February is already one-third underway, yet the Google Play System update for Android, dated January 2024, is only just beginning its rollout. Initially released at the onset of January, this update gained notoriety for inadvertently locking users out of their phone’s local storage, leading to its swift retraction.
Rectification Efforts and Gradual Reintroduction
Reportedly, the update has now been rectified and is gradually being reintroduced to devices. According to Google, the problematic Android update was described as “multiple apps crashing, screenshots not saving, and external storage working inconsistently.” This was during the first time the update was rolled out last month when multiple user accounts and work profiles experienced problems. Users, on the other hand, described this update as “unusable.”

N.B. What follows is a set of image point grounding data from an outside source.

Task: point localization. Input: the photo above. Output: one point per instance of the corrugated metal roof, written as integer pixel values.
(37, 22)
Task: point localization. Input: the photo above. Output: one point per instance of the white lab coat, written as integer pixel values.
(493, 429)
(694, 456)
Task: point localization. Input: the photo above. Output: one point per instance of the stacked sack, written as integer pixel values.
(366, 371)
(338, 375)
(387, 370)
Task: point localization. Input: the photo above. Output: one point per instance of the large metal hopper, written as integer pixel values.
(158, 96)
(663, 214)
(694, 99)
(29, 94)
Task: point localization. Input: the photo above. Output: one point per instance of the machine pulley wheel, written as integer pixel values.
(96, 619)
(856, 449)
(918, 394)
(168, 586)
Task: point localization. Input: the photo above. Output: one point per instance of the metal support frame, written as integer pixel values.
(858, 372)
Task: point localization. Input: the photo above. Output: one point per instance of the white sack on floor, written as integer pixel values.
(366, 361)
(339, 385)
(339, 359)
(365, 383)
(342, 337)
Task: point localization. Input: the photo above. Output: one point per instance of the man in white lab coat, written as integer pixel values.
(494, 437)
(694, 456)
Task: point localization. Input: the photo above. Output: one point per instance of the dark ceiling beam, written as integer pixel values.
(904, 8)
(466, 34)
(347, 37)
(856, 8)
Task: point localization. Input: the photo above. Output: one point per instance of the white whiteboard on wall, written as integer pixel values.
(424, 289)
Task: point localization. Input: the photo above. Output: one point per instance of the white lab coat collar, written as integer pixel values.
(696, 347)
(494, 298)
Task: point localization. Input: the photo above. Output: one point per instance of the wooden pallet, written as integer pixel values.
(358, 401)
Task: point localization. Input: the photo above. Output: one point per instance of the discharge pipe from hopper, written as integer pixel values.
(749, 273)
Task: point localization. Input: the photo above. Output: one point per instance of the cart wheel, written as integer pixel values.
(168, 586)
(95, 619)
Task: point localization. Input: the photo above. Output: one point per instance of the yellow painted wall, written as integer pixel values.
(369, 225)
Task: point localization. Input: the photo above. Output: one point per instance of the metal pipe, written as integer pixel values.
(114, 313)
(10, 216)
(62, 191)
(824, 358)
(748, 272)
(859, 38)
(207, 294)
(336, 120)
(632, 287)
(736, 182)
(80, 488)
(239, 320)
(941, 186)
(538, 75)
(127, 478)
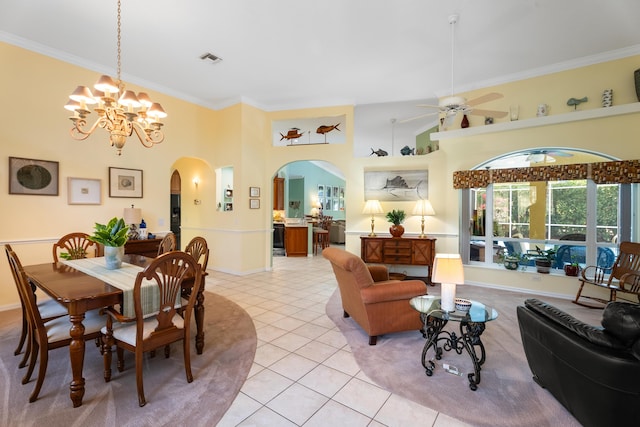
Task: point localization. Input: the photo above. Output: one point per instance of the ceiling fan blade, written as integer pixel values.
(410, 119)
(485, 98)
(488, 113)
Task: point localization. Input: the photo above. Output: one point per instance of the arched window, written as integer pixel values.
(578, 203)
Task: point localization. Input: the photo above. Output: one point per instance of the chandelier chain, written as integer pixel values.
(119, 82)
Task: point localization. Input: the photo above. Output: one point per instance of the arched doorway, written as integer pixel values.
(306, 189)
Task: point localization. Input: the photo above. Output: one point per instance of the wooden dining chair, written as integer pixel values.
(142, 334)
(49, 309)
(44, 336)
(74, 246)
(168, 244)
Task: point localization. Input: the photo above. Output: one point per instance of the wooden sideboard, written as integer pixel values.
(403, 250)
(146, 247)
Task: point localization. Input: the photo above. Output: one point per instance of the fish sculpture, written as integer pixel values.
(326, 129)
(379, 152)
(575, 102)
(294, 133)
(406, 151)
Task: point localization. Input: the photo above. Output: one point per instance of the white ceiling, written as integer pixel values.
(282, 54)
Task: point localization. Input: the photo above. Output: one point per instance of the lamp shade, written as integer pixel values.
(447, 268)
(132, 215)
(372, 207)
(424, 208)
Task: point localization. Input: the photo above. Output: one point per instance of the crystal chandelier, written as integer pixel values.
(121, 118)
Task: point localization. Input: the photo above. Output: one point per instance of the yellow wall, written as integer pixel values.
(199, 140)
(614, 136)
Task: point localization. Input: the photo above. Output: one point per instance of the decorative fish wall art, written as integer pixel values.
(575, 102)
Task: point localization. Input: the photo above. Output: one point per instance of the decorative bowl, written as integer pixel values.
(463, 304)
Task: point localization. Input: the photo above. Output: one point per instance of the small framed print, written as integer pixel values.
(30, 176)
(125, 183)
(83, 191)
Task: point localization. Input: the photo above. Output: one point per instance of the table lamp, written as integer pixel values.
(423, 208)
(448, 271)
(372, 207)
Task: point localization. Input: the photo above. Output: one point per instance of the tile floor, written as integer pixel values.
(304, 373)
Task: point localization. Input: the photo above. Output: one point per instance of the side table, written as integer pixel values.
(472, 325)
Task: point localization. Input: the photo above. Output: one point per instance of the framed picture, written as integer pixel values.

Subsequently, Google issued instructions for a manual fix on February 1, approximately two weeks after the update’s initial rollout. However, these instructions were quite complicated for the average user, requiring them to enable developer mode, download new developer tools, plug in the phone to a computer, and type in the right commands to manually buggy packages that were causing problems. While Google hinted at an automated fix in its February 1 post, it’s been nine days since then with no sign of its release.
New Format of Updates
With the December Play System update postponed due to the holiday season, this “January” update arriving in February marks the initial Play System update since November. For those unfamiliar, Play System updates represent a relatively recent Android update format distinct from OS-level system and security updates. Google delivers these updates via the Play Store, enabling direct updates to core Android components without relying on third-party manufacturers for implementation. While this approach appears promising in theory, its success ultimately hinges on the functionality of the updates themselves. But this is the second time in four months such an update has broken Pixel phones with downtimes measuring as long as weeks.